At virtually every turn in the early months of the presidential primary season, Donald Trump has looked and functioned like some sort of Teflon-coated candidate.
Despite ruffling feathers with comments about veterans and Mexicans, as well as a spate of controversies over dated allegations of misogyny and marital rape, Trump’s poll numbers continue to rise week after week. Now, an investigative journalist is raising questions regarding the real estate mogul’s business ties to organized crime with a report that could ultimately affect Trump’s appeal to voters.
Wayne Barrett, a New York journalist who wrote a 1992 unauthorized biography of Donald Trump, recently spoke to CNN , sharing his findings regarding the presidential candidate’s past business relationships with gangsters. In presenting Barrett’s findings, CNN noted that Trump’s ties to organized crime allegedly involve documented endeavors with mob-controlled construction companies in New York and Philadelphia during the 1980s and 1990s.
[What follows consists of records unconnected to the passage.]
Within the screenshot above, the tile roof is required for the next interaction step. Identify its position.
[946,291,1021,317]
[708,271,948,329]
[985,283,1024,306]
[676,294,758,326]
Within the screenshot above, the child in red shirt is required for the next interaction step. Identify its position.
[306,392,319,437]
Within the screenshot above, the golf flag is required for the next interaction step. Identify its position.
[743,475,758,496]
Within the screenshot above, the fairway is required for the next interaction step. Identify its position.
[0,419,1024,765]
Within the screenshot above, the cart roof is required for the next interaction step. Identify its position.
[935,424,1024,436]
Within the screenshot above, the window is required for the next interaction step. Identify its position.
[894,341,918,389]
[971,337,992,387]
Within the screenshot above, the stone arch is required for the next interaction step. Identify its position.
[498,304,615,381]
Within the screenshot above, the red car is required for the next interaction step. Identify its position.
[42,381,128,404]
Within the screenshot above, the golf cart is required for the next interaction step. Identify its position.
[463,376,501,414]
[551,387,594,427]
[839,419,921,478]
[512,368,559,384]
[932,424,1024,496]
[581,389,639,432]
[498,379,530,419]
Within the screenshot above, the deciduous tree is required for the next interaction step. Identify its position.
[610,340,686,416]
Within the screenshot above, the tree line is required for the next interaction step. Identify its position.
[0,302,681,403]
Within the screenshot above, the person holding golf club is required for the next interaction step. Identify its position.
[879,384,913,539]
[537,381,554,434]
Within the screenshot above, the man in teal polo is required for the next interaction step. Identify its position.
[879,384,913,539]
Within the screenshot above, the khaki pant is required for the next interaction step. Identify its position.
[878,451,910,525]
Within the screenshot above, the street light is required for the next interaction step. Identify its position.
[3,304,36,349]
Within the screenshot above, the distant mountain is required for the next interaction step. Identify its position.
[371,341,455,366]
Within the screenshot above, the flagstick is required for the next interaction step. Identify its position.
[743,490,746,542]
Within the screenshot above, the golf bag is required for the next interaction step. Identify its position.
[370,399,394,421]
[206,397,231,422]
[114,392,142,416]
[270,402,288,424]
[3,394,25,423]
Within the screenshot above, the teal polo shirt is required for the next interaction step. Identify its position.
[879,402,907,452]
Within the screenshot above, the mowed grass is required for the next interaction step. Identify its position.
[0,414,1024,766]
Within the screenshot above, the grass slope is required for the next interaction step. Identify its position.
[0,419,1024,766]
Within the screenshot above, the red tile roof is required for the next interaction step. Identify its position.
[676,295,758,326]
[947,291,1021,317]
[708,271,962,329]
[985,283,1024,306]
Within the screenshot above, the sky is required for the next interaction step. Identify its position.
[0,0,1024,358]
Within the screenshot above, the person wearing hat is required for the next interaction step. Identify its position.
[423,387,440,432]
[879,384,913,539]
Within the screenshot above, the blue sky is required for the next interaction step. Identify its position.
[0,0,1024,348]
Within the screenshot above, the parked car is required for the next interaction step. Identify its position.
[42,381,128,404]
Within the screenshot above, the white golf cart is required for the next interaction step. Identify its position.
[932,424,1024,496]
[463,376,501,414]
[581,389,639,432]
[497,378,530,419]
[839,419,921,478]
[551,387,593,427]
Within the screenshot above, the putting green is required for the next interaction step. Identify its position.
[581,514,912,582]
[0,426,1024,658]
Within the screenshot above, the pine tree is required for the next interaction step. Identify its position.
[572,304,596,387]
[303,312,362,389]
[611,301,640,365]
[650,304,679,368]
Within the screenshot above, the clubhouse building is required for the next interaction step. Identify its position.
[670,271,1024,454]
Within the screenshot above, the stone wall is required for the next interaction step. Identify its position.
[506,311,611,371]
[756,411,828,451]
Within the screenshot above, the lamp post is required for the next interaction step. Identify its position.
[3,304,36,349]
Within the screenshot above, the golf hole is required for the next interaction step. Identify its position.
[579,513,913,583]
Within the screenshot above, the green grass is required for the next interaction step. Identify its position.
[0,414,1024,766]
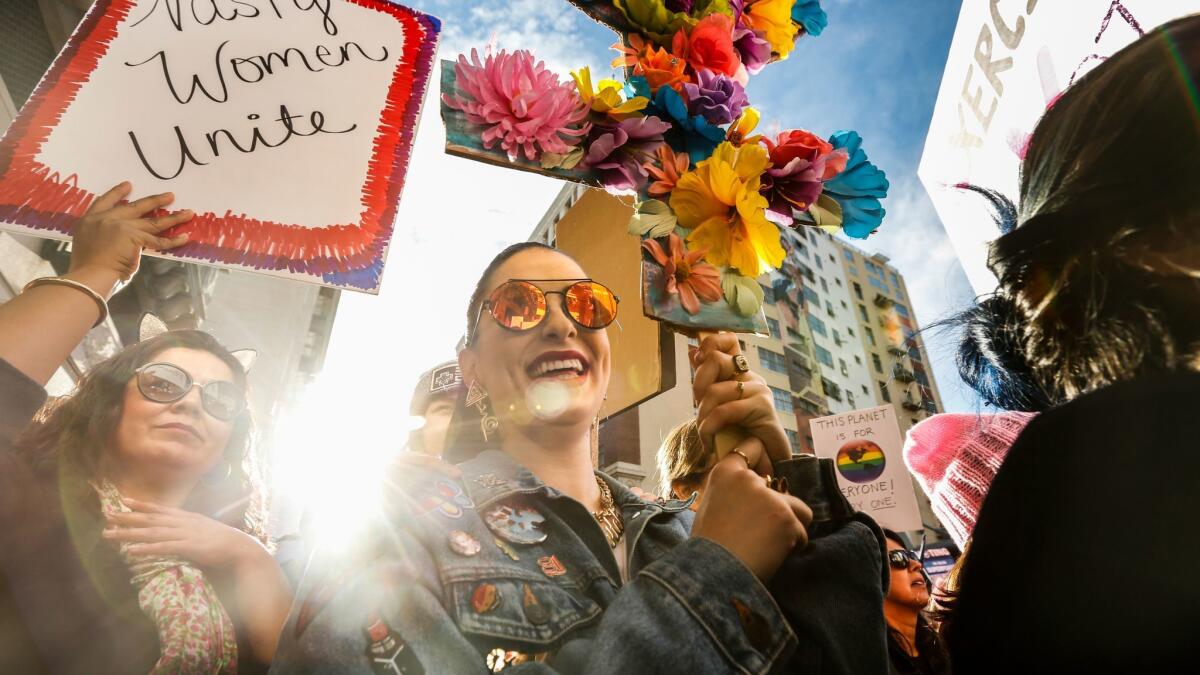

“There was a certain amount of mob association during which the father and he were building, which was very difficult to avoid in the New York construction world,” Barrett told CNN , “He went out of his way not to avoid them, but to increase them.”
The Federalist also took an in-depth look at the possibility that Trump may have dealt with some unseemly characters and entities over the course of his storied career. Once again drawing on the work of Wayne Barrett, reported David Marcus traces The Donald’s earliest entanglements with the mob to a real estate purchase from notorious Philly mobster Salvatore Testa. He also details Trump’s apparent connections to Philly crime boss Nicodemo “Little Nicky” Scarfo and convicted murderer Phillip “Crazy Phil” Leonetti, who were apparently involved in the construction of Trump Plaza in Atlantic City.
CNN reportedly reached out to Trump’s campaign regarding Wayne Barrett’s comments but did not receive a response. As for the candidate himself, he’s shown a recurring penchant for handling controversy head-on, so it’s likely he’ll speak out prior to the much-anticipated Republican debate . But given the lengthy list of documented involvements with some of America’s most dangerous gangsters, Donald Trump might do well to meet this new challenge not with his signature outbursts of threats and name-calling but with substantive and qualitative defense of his integrity, because that is precisely what’s on the line this time around.